De la violence à la précarité

 

Après des années de contrôle économique, de nombreuses femmes se retrouvent sans aucune ressource. Elles n’ont « pas un sou », et doivent se tourner vers le programme d’aide financière de dernier recours, anciennement dénommé le programme d’aide sociale. Cette mesure existe pour assurer leurs besoins de base et ceux de leurs enfants.

Dans bien des cas, les allocations familiales étaient versées sur le compte du conjoint. La femme doit alors entamer des démarches administratives pour régulariser sa situation auprès de Retraite Québec et de l’Agence du revenu du Canada.
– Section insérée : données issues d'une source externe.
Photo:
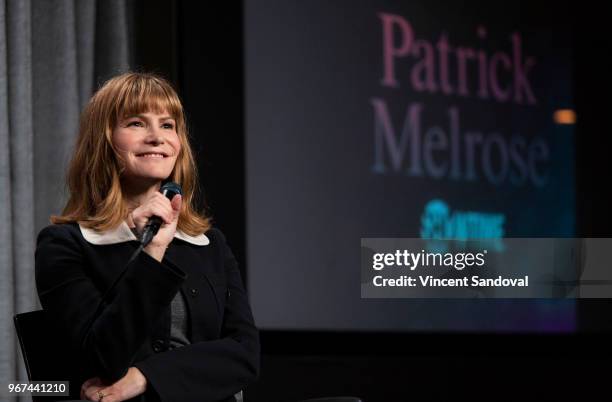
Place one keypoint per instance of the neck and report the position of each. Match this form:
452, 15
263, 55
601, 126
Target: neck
134, 194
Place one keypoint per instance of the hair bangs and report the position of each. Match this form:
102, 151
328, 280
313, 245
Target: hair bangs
142, 95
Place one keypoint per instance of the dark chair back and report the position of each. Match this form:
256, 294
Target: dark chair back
44, 354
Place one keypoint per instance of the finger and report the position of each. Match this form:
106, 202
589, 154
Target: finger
176, 203
91, 393
163, 210
89, 383
110, 394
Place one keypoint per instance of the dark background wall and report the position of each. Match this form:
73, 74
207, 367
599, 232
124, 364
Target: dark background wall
386, 366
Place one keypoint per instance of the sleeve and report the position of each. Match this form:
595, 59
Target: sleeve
107, 341
216, 369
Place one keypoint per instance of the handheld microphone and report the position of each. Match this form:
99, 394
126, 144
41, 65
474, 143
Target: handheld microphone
169, 189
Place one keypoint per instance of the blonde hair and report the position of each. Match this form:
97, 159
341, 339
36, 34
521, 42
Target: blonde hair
94, 175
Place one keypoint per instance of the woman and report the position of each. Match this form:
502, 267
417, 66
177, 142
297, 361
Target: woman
177, 326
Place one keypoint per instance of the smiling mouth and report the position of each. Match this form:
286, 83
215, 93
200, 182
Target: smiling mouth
151, 155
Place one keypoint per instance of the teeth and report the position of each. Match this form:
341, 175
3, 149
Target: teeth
152, 155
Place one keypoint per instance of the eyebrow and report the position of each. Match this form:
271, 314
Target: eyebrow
141, 116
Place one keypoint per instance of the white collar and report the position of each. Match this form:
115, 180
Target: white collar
123, 233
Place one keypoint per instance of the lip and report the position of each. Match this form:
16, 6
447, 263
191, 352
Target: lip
152, 154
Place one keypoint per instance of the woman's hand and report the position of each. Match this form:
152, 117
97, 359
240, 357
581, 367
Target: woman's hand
168, 211
129, 386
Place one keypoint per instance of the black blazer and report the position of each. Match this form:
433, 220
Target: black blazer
133, 328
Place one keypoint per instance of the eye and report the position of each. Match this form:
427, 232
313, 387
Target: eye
135, 123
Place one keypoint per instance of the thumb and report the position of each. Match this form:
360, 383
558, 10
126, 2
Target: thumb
176, 203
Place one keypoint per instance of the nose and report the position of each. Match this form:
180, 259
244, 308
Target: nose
155, 136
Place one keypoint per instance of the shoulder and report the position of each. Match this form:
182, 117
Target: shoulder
67, 231
215, 236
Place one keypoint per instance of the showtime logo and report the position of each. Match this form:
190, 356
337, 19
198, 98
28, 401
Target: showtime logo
437, 222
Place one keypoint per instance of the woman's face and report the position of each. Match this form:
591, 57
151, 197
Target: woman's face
149, 145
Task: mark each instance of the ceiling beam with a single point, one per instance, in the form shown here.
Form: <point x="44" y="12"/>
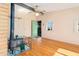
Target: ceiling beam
<point x="25" y="6"/>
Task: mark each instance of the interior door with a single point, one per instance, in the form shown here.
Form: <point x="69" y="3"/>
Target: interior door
<point x="34" y="29"/>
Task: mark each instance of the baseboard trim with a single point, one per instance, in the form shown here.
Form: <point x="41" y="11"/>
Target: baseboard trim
<point x="61" y="42"/>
Pour celles dont le statut d’immigration n’est pas encore stabilisé, notamment les demandeuses d’asile, la situation est encore plus précaire. Même lorsque leurs enfants sont nés au Canada, elles ne reçoivent aucune allocation pour enfants ni du Québec ni du Canada, ce qui les prive elle et leurs enfants d’un filet de sécurité essentiel. Pour nous, cette règle est contraire à l’intérêt supérieur de l’enfant et à ses droits économiques sociaux et culturels, qui sont au sein même de la Convention Internationale des droits de l’enfant de 1989 applicable au Canada.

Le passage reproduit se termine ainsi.